CAKE w/ DSCPs - cake-qos-simple

Thanks @plater. I'm not on @dave14305's level - hardly anyone is. @dave14305 any chance you could elaborate a little on why the new version doesn't work and why the old version works for the benefit of @plater and I and other interested readers? I'd also be interested if you see any other way to implement the ct approach whilst still covering this edge case, since it seems that's still 5-10% faster according to @plater's testing (at least the version that doesn't work!).

The new version relies on ct state, which changes during the course of the connection’s lifetime. I read this article so that I appear smarter (I think @ldir posted this somewhere a long time back):

https://thermalcircle.de/doku.php?id=blog:linux:connection_tracking_3_state_and_examples

For the current implementation to work, the connection state has to be “new” or “untracked” when it’s being sent out the wan interface. It’s designed around marking traffic on egress to wan and restoring the DSCP on ingress from wan. This covers most scenarios just fine.

But a port forward from the Internet to our local LAN is “backwards” in regards to our design. The initial packet comes in on the wan interface, with a ct state of “new”, and gets forwarded to an internal IP. Since it is coming IN on the wan interface, it’s not captured by our rule watching for the outbound interface. (oifname $ul_if ct state new…).

When the internal LAN client replies to the new connection, it will get routed out the wan (upload) interface, but as soon as the conntrack system sees a reply to the original “new” packet, it will change the ct state to “established”. So by the time the packet reaches the oifname $ul_if ct state new… rule, the outbound interface matches, but the ct state does not.

Don’t believe everything you read on the Internet… :grinning:

I don’t share the desire to hang on to the ct approach since it already demonstrates fragility.
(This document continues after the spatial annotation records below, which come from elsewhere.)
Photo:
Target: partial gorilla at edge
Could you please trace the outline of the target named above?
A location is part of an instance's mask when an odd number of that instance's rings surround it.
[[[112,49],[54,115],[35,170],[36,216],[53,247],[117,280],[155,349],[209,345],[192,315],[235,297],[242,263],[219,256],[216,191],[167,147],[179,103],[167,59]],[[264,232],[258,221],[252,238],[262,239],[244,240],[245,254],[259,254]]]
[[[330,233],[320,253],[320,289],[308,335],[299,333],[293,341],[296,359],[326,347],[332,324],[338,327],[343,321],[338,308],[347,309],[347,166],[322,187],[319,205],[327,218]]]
The conditional bit in act_ctinfo lets you keep track of whether the connection has already been dealt with.

I can’t really see how such a subtle change in a rule would contribute to a noticeable performance difference. He may see a difference, but probably not because of the rule itself.

Oh boy. I must apologize. I retested with the idea that the performance difference I was seeing could in part be due to the fact that the DSCP’s are now being altered when they previously weren’t and not so much because the lack of ct hurt performance. I hadn’t considered that, sorry.

I re-ran the test with the port closed for a more equal comparison. I don’t exactly know how to isolate this for a scientific like result but the difference is negligible. I honestly can’t see much if any difference in performance now. I guess that makes the decision easier.

2 Likes

Splendid explanation. Thank you.

So if there’s no performance difference isn’t a good way forward just to switch to:

oifname wan ct state new,untracked,established goto classify-and-store-dscp

What would be the effect of adding the ct direction reply here?

Wait no. I'm sorry, I tested

oifname wan ct state new,untracked goto classify-and-store-dscp

vs

oifname wan goto classify-and-store-dscp

There's little to no difference between the two.

Edit, I restested again with

oifname wan ct state new,untracked,established goto classify-and-store-dscp

Unless something went wrong with my restore or I had two rules enabled at once last night (possible) I'm not seeing too much difference between the three now. At this point maybe someone else can confirm?

By adding established, you now process (nearly) every outbound packet, even if it’s already been marked and saved. Plus you have the tc filter on egress already restoring the DSCP from conntrack. So it’s extra, duplicative work, mangling packets many times.

OK so it seems like the special bit approach is still the best.

Absent any objections, I’ll revert to:

And @plater thanks for raising all of this. It’s been super interesting. And I’ve definitely learnt a couple of things.

2 Likes

Remember you can now combine the old way into:

ct mark set ip dscp or 128
ct mark set ip6 dscp or 128

Edit: but there is a bug in nftables 1.0.8 that makes it display wrongly. So keep it as separate lines until 1.0.9.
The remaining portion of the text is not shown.